什么是 CDI
CDI 全称 Container Device Interface,是一种 Spec 接口规范,用于 Container Runtime 支持挂载第三方设备,如 GPU、FPGA 等。它引入了「设备作为资源」的抽象概念,设备可以由一个完全限定的名称唯一指定,该名称由设备商 ID,设备类别与一个设备类别下的一个唯一名称组成,格式如下:
vendor.com/class=unique_name
以 Nvidia GPU 为例,其 CDI 设备名称可以被定义为如下样式:
nvidia.com/gpu=all
有关 CDI 的更多定义参考官网:https://github.com/cncf-tags/container-device-interface
CDI 解决了什么问题
以 Nvidia GPU 为例,要在容器中使用 GPU,需要在启动 Container 时通过参数挂载设备和依赖的库文件系统,才能确保容器内的应用程序能够正确使用 GPU 设备。

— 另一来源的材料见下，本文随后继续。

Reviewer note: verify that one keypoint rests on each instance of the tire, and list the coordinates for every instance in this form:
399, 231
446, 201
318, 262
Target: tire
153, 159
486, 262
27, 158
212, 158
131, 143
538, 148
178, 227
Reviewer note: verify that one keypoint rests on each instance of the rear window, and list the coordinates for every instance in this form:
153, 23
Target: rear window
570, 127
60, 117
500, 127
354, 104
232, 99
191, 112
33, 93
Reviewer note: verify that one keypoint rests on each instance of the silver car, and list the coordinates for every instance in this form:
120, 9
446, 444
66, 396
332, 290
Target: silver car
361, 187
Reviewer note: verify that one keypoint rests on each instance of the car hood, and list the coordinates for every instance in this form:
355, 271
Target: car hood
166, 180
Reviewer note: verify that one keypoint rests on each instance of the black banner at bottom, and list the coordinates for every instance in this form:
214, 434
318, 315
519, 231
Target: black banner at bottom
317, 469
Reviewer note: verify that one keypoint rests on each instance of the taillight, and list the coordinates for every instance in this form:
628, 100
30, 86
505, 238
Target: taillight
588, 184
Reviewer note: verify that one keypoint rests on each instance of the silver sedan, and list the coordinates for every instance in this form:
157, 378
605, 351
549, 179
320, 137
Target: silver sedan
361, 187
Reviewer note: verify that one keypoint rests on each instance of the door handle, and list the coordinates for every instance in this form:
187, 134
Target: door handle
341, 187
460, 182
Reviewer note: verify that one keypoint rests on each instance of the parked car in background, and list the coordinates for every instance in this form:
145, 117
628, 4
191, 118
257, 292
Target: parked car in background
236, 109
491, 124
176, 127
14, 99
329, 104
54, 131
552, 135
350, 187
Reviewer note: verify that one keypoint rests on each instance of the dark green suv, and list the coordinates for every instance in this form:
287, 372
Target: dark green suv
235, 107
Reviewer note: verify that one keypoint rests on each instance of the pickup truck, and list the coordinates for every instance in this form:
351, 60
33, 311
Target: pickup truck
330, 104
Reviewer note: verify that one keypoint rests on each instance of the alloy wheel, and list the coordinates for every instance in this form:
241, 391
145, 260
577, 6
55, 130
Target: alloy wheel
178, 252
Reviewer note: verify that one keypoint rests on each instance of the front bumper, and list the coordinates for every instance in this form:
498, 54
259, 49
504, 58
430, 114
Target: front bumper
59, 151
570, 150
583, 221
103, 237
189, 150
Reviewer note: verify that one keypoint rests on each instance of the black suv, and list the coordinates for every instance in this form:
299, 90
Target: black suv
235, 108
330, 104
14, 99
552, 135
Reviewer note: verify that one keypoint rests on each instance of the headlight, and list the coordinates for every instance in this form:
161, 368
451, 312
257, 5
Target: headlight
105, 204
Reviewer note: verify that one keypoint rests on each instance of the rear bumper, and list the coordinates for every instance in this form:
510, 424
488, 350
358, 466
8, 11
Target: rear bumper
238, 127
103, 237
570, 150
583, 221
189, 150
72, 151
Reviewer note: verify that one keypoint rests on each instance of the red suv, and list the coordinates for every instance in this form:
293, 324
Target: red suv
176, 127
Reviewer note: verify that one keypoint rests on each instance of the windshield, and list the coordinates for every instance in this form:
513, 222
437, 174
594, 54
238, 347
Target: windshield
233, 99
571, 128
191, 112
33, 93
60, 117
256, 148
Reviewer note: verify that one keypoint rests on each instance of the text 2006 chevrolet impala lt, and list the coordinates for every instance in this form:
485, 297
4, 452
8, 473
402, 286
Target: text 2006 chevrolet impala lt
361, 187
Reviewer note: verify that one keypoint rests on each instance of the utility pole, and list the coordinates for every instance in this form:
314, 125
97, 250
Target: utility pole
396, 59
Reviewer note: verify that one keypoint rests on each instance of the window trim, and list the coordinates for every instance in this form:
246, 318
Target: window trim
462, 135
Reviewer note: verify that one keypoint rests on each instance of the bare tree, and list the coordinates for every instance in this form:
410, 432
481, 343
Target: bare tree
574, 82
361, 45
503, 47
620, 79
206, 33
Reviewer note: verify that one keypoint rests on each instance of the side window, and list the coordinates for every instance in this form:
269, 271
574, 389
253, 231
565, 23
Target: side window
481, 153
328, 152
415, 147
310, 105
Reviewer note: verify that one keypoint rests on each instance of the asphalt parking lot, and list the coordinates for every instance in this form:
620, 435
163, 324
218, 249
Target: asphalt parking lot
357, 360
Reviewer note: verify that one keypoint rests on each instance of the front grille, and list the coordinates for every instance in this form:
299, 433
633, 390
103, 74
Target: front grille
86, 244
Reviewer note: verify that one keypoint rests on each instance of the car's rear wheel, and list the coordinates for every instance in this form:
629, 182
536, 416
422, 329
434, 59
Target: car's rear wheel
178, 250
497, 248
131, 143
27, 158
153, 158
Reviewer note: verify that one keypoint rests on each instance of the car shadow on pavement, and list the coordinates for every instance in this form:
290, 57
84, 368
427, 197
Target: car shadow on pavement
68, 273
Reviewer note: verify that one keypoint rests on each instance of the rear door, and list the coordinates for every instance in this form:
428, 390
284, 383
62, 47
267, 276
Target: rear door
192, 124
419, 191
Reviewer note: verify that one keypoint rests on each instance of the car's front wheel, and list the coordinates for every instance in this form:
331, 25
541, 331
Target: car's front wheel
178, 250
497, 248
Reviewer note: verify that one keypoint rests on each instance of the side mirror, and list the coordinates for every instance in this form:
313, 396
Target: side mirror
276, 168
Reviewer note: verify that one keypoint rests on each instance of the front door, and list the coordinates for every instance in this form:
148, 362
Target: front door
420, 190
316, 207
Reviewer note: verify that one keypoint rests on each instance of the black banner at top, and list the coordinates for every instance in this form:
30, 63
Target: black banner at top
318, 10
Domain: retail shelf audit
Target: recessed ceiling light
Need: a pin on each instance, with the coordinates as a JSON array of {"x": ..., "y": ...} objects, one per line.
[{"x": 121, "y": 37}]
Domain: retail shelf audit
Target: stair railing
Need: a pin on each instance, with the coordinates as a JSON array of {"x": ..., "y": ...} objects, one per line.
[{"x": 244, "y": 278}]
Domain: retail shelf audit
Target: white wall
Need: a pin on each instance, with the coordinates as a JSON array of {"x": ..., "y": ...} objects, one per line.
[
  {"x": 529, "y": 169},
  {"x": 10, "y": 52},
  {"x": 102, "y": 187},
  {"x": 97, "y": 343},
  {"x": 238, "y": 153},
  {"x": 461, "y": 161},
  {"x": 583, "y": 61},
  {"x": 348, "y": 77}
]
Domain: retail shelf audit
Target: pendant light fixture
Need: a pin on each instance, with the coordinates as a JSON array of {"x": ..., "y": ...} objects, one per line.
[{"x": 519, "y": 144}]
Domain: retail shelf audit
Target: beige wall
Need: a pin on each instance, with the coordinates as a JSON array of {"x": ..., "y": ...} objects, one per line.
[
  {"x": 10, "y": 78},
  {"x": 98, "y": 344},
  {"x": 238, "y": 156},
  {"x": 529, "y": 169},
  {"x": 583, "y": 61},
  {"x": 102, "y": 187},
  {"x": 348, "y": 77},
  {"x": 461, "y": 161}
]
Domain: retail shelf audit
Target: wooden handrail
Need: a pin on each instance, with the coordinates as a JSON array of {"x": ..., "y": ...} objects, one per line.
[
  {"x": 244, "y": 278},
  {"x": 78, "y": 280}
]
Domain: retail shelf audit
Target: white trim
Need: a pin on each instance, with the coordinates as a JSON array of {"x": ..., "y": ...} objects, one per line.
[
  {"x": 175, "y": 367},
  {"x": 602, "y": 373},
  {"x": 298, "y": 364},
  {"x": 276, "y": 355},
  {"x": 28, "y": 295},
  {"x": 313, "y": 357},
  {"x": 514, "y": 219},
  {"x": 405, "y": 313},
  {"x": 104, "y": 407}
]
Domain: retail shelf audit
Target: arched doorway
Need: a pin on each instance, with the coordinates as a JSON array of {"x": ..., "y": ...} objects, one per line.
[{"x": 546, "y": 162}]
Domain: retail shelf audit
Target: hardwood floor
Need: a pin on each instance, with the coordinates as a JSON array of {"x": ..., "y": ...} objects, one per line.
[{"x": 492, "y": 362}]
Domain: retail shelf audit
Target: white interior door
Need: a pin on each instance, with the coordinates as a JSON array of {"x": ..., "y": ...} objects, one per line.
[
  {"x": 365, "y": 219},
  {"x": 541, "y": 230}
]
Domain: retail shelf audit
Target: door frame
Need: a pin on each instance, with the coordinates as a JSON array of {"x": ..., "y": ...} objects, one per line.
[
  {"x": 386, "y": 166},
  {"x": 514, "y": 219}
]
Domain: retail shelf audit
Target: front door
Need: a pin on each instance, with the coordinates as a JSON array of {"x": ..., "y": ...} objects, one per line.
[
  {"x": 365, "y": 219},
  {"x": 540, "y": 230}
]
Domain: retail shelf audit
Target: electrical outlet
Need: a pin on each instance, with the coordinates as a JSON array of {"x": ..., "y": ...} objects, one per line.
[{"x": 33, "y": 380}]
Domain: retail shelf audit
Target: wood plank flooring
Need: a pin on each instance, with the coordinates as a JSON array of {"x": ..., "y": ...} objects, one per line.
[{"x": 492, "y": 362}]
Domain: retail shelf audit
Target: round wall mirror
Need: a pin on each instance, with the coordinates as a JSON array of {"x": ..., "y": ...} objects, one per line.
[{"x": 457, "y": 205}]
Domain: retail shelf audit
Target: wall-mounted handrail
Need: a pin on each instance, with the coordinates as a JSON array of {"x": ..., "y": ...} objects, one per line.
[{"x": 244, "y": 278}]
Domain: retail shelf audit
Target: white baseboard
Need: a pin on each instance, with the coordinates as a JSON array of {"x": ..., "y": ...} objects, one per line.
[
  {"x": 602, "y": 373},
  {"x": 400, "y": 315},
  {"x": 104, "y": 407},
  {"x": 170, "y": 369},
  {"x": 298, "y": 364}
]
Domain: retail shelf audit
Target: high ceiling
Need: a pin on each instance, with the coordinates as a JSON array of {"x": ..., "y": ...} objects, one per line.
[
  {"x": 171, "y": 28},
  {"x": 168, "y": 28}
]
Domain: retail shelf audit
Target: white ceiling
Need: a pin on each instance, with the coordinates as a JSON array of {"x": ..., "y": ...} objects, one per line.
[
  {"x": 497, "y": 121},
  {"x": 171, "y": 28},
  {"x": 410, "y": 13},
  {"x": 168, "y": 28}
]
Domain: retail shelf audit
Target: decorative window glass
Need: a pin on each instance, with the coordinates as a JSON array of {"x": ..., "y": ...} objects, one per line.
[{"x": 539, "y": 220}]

假如是通过手动运行容器,这固然可以做到,我们可以通过类似如下命令实现:
docker run -d --name example --device xxx:xxx -v xxx:xxx centos:7
但是,在实际场景中会更复杂,比如考虑在 Kubernetes 环境,如何知道设备依赖的库文件系统路径,并优雅地挂载到容器上呢?不同类型的设备依赖各不相同,怎么合理的组织这种依赖关系呢?
既然不同的设备有不同的依赖,可以把需要挂载的设备和库文件系统按照某种格式写入某一个文件中,然后在容器创建时,用户指定这个容器需要根据刚刚定义的文件中的内容实现设备挂载。CDI 正是定义的这样一个规范 Spec 文件,告诉容器运行时如何挂载设备及其依赖库。当然,除了定义了库挂载路径,CDI 还支持诸如 Hook 等操作对 Container 进行修改和配置,可以参考 https://github.com/cncf-tags/container-device-interface/blob/main/specs-go/config.go
CDI 与 DevicePlugin 的关系
DevicePlugin 是 Kubernetes 提供的一种设备插件框架,允许通过插件的形式将设备资源注册到 Kubelet,从而能够供容器分配使用。

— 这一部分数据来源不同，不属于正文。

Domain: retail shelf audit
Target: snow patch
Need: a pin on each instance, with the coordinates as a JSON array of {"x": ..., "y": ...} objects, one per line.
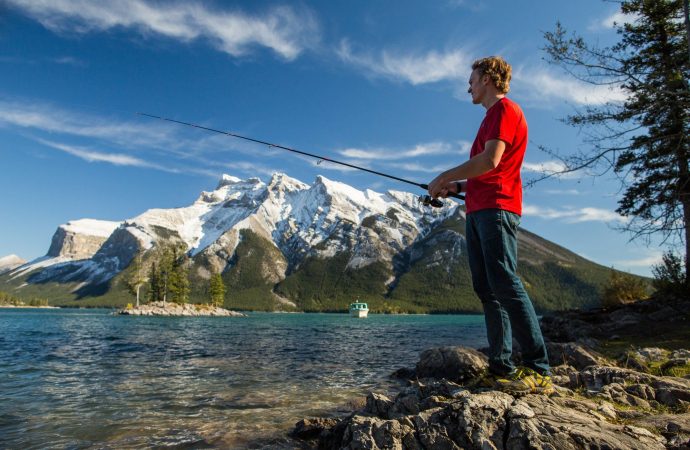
[{"x": 91, "y": 227}]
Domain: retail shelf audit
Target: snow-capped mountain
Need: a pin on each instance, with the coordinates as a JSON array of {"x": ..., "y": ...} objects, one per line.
[
  {"x": 285, "y": 243},
  {"x": 294, "y": 216}
]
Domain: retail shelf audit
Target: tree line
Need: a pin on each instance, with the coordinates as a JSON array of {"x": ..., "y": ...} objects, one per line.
[
  {"x": 166, "y": 277},
  {"x": 645, "y": 139},
  {"x": 8, "y": 299}
]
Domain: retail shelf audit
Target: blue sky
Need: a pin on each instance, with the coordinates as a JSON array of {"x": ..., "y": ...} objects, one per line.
[{"x": 379, "y": 84}]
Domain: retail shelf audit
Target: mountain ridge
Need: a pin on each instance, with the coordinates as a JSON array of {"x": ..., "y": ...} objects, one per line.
[{"x": 317, "y": 246}]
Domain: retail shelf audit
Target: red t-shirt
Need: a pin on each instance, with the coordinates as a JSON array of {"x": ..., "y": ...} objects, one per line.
[{"x": 500, "y": 188}]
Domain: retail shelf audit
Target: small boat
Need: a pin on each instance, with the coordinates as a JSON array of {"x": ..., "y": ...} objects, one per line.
[{"x": 359, "y": 309}]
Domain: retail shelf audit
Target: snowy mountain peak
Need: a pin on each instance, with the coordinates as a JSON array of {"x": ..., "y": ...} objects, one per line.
[
  {"x": 227, "y": 180},
  {"x": 91, "y": 227},
  {"x": 10, "y": 262}
]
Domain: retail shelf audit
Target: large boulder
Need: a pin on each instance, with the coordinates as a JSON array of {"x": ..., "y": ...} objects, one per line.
[{"x": 458, "y": 364}]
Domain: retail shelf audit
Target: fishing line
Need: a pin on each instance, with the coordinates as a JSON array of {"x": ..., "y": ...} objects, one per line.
[{"x": 427, "y": 200}]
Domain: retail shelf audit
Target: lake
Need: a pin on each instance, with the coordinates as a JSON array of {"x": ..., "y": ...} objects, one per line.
[{"x": 80, "y": 378}]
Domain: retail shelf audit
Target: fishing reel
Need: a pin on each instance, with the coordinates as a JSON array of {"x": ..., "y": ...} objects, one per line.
[{"x": 427, "y": 200}]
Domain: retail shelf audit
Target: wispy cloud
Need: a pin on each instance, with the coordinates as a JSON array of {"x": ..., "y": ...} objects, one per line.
[
  {"x": 554, "y": 168},
  {"x": 540, "y": 86},
  {"x": 574, "y": 215},
  {"x": 282, "y": 29},
  {"x": 424, "y": 168},
  {"x": 424, "y": 149},
  {"x": 118, "y": 159},
  {"x": 44, "y": 117},
  {"x": 419, "y": 68},
  {"x": 562, "y": 192}
]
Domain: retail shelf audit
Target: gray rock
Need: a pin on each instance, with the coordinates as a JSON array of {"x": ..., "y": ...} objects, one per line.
[
  {"x": 458, "y": 364},
  {"x": 311, "y": 428},
  {"x": 556, "y": 427},
  {"x": 574, "y": 355},
  {"x": 651, "y": 354}
]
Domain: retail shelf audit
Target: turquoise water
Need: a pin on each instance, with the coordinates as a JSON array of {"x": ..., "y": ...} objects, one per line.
[{"x": 89, "y": 379}]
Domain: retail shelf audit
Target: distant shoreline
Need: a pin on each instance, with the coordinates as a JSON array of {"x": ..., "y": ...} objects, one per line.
[{"x": 29, "y": 307}]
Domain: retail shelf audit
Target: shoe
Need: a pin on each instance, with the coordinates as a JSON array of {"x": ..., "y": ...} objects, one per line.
[{"x": 526, "y": 381}]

DevicePlugin 通过 grpc 形式的接口提供服务,具体定义可参考:https://github.com/kubernetes/kubernetes/blob/master/staging/src/k8s.io/kubelet/pkg/apis/deviceplugin/v1beta1/api.proto
DevicePlugin 一般以 DaemonSet 方式运行,通过 grpc 协议基于 /var/lib/kubelet/device-plugins/kubelet.sock
端点与 kubelet 通信,注册可用的硬件资源,该类资源会被 kubelet 识别并暴露到 Node 对象的 Status 字段,例如:
status:
allocatable:
example.com/mydevice: 8
capacity:
example.com/mydevice: 8
在容器创建阶段,可以通过资源请求对应的设备,调度器会自动选择有可用设备的节点运行 Pod,举例配置如下:
resources:
requests:
example.com/mydevice: 4
limits:
example.com/mydevice: 4
kubelet 在接收到 Pod 创建请求后,通过调用 DevicePlugin grpc 接口实现对资源设备的 Allocate 申请和资源扣减(中间可能涉及到设备的初始化等动作),并调用 Container Runtime 启动容器挂载设备,此时 CDI 负责指导 Container Runtime 正确挂载设备和依赖的库,对容器进行正确的适应性调整。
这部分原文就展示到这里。